Capítulo 8

 

–Viendo eso, nadie pensaría que la fama te asusta. Mi madre mataría por tener esa clase de publicidad, y no se pone delante de una cámara por menos de veinte mil al día.

Había cinco grandes carteles a la entrada de la sala de conferencias. En todos ellos aparecía la misma foto del rostro de Seb en blanco y negro. Daisy se detuvo y se quedó estudiándolo.

–No está mal. La seriedad del académico combinada con su atractivo.

–Esa era precisamente la intención. Y bien, ¿te parece que tengo aspecto de académico aburrido?

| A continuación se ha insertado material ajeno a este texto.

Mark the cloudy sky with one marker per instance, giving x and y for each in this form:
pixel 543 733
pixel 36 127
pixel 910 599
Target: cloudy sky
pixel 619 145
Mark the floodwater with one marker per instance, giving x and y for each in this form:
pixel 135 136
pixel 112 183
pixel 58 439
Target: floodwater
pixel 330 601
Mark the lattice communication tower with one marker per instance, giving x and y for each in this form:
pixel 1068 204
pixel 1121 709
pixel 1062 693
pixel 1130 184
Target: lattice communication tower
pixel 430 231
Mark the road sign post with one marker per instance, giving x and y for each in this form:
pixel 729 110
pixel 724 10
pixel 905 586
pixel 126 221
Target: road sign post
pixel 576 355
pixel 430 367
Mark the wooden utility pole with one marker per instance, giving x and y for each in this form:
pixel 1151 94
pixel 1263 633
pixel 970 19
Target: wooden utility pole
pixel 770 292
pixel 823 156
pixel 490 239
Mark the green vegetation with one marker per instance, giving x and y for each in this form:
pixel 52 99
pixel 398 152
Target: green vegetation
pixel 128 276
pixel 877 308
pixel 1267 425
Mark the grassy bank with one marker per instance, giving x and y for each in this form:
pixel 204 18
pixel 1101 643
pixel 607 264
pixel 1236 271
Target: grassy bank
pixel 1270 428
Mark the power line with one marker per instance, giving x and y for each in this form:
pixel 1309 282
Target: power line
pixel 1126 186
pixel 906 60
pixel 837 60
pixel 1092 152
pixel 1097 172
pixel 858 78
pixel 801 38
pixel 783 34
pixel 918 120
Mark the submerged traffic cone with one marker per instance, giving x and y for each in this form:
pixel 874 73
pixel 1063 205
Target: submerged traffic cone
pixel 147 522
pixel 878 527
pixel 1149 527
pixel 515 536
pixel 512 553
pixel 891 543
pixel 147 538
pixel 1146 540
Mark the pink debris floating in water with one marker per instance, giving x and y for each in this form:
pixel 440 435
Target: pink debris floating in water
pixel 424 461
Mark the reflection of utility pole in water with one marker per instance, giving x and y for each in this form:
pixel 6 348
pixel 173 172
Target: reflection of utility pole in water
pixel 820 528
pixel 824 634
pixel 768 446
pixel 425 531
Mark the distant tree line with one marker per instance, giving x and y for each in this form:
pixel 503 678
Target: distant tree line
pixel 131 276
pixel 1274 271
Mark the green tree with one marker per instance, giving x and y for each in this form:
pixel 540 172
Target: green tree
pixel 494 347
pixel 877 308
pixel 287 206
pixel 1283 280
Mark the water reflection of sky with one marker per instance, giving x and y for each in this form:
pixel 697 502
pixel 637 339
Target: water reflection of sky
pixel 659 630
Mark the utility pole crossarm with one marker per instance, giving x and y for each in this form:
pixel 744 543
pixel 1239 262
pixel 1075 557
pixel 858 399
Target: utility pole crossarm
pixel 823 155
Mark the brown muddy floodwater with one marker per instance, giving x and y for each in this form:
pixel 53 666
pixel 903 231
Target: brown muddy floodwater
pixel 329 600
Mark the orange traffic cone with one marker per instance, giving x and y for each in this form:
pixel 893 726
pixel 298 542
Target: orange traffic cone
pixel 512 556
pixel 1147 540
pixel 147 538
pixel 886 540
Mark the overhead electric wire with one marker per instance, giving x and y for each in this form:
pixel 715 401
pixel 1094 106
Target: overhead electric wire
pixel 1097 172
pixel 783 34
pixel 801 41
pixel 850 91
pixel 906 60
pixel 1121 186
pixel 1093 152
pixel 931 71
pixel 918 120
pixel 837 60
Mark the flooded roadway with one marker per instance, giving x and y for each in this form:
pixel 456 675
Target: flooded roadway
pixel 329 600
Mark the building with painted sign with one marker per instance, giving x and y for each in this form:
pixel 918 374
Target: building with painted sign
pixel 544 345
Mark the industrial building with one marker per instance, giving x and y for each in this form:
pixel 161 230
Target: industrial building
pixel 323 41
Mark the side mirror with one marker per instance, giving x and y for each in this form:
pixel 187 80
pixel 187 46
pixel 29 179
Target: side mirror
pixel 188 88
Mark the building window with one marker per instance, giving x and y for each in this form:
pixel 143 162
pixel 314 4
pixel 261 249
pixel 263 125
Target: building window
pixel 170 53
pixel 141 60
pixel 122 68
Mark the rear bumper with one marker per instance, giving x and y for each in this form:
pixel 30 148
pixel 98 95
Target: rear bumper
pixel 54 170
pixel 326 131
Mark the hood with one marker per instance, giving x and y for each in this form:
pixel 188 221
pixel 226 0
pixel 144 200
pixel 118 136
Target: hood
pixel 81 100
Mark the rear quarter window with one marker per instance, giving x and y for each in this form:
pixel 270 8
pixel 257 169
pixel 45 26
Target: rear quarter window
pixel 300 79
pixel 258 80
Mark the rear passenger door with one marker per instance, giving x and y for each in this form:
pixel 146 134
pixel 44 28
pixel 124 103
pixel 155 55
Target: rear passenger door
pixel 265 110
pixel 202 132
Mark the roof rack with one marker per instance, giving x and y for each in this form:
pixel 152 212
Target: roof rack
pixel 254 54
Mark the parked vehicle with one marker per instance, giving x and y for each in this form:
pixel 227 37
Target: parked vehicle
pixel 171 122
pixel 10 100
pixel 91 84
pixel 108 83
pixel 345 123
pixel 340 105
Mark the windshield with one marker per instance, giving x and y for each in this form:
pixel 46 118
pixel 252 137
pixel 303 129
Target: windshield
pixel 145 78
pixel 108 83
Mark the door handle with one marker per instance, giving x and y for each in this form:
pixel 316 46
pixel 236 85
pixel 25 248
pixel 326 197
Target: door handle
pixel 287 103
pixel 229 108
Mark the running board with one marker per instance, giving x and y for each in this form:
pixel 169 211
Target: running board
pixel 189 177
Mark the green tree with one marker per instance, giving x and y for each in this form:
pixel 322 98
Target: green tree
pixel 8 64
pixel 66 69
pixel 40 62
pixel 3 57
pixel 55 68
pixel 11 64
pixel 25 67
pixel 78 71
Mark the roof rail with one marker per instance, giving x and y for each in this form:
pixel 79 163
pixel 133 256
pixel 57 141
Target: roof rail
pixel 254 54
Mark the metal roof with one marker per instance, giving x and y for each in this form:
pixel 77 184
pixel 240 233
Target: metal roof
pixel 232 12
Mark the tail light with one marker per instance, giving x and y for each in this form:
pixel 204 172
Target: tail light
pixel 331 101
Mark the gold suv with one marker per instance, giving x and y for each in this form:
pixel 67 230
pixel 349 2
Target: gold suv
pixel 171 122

–Me parece que estás muy atractivo –contestó Daisy y dirigió la mirada hacia las chicas que se estaban haciendo retratos ante el cartel más lejano–. Y a ellas también.

Seb miró hacia el grupo y rápidamente se giró, dándoles la espalda.

–Solo porque vayan vestidas así, no significa que no estén interesadas en el tema. Quizá después vayan a salir.

–Sí, quizá –dijo Daisy dándole una palmadita en el brazo–. Como cuando fui a aquellas aburridas charlas sobre cerámica griega pensando que serían útiles para mi futura carrera y no porque me hubiera enamorado del profesor. Por cierto, estaba felizmente casado y nunca se fijó en mí.

–Esto es Oxford, Daisy. La gente viene aquí a aprender.

Había un tono reprobador en su voz, lo que le hizo recordar que aquel era su mundo y no el de ella.

–No digo que no aprendiera nada. Si quieres saber algo de arte clásico, pregúntame.

–¡Seb! –exclamó una mujer elegantemente vestida, interrumpiéndolos–. Te estaba buscando –añadió, y lo saludó con dos besos en las mejillas–. Llegas tarde. ¿Cómo estás?

Seb le devolvió el saludo y luego rodeó a Daisy con el brazo.

–Ella es mi prometida, Daisy Huntingdon-Cross.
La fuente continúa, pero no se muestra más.